Thursday, Feb. 22, the College of William and Mary’s Muslim Student Association put on its annual Muslim Voices show in Lodge 1. The event was hosted by Fatima Chaudry ’19 and Zauhirah Tipu ’19 and featured short skits between student presentations.

The presentations varied from poetry to spoken-word storytelling and discussed dispelling stereotypes, embracing identity and personal dialogues of what it means to be a Muslim in America.

“Yeah, honestly this should be called Muslims complain,” Chaudry said, joking about the show to come.

MSA Religious Activities Chair Akbar Naqvi ’18 spoke first. Naqvi performed two poems written by Denzel Dykes ’18, the first of which questioned narratives on suppressed identity, with repeating lines of “Who told you?” The second poem questioned the apparent otherness of minorities in American society, specifically regarding immigrants and refugees.

“Why does alien suggest bad character?” Naqvi said.

Addressing the sexual taboo in society and within Islam, Yahia Yaziji ’18 mentioned his own mother’s continuous refusal to discuss sex with him, forcing him to learn about it on his own.

Yaziji ended by saying that talking about sex more would pave the way for healthier interactions between genders and allow for healthier relationships.

“That sounds good, right? So whatever it is, let’s talk about sex,” Yaziji said.

Ramsha Saad ’20, who spoke about sexism in society and specifically against Muslim women, concurred with fellow performers that, contrary to narratives shown in the American media, being both a Muslim and a woman can be empowering.

“There are far too many people who think that a Muslim woman is a victim, that she’s helpless,” Saad said.

“There are far too many people who think that a Muslim woman is a victim, that she’s helpless,” Saad said.

Other students countered generalizations of what it means to be Muslim in America. Mariha Junaid ’21 expanded upon the nuances of living in America as a Muslim woman, feeling that she is forced to represent a huge population of people.

“I felt like I had the burden of an entire population of the world on my shoulders,” Junaid said.

Junaid, who said her first name means “the one that brings happiness” in Arabic and in Hebrew, said she felt pressure to always smile and be happy for everybody she interacted with.

Junaid said that in high school she came to the realization that she should not feel the pressure of being the ambassador for all Muslim women on her shoulder.

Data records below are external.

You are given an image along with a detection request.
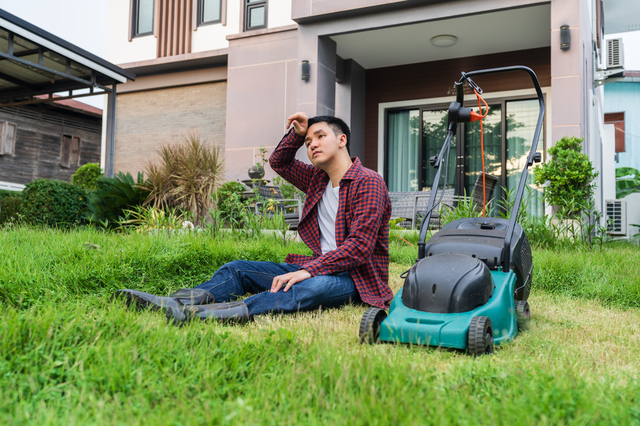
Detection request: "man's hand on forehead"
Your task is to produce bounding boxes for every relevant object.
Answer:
[287,112,308,137]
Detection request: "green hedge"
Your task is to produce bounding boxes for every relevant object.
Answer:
[0,189,22,224]
[20,179,88,228]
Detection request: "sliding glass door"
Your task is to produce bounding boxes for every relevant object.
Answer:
[506,99,543,217]
[387,110,419,192]
[463,105,502,197]
[385,108,449,193]
[422,110,453,190]
[385,97,544,216]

“You should not paint a picture of a thousand colors with one brush stroke,” Junaid said.

An anonymous letter to the author’s sister, read aloud by Zauhirah, recounted the author’s lengthy journey that led to their conversion to Islam, originally stemming from taking Arabic studies courses and an interest in Middle Eastern culture.

Naqvi, who recited an Urdu poem, kept the poem in the original language to preserve the beauty of the poem. After Naqvi, Junaid also returned to the stage, reading an anonymous speech about the author’s journey to becoming a Muslim.

Annika Hackfeld ’19 talked about her path toward Islam. Raised in a deeply Christian household, she said her journey was tumultuous and difficult.

Still, Hackfeld feels it was one of the best decisions she could have made.

Shadin Ahmed ’19 made closing remarks as she discussed her identity as a black, Muslim woman.

“When the world seems at its lowest, Muslim women getting their hijab torn off their head, black women getting murdered in front of their children, women getting their humanity diminished via sexual assault, it feels like we’re the ones humanity wants to punish the most,” Ahmed said.

“When the world seems at its lowest, Muslim women getting their hijab torn off their head, black women getting murdered in front of their children, women getting their humanity diminished via sexual assault, it feels like we’re the ones humanity wants to punish the most,” Ahmed said. “At times like these, I find myself thinking about being a triple threat: black, Muslim, woman.”

Despite the challenges Ahmed has faced, she said she maintains pride in her identity.

“My identity is what roots me to the ones before me,” Ahmed said. “My identity will serve as the branch that connects me to my daughter, and my daughter’s daughter.”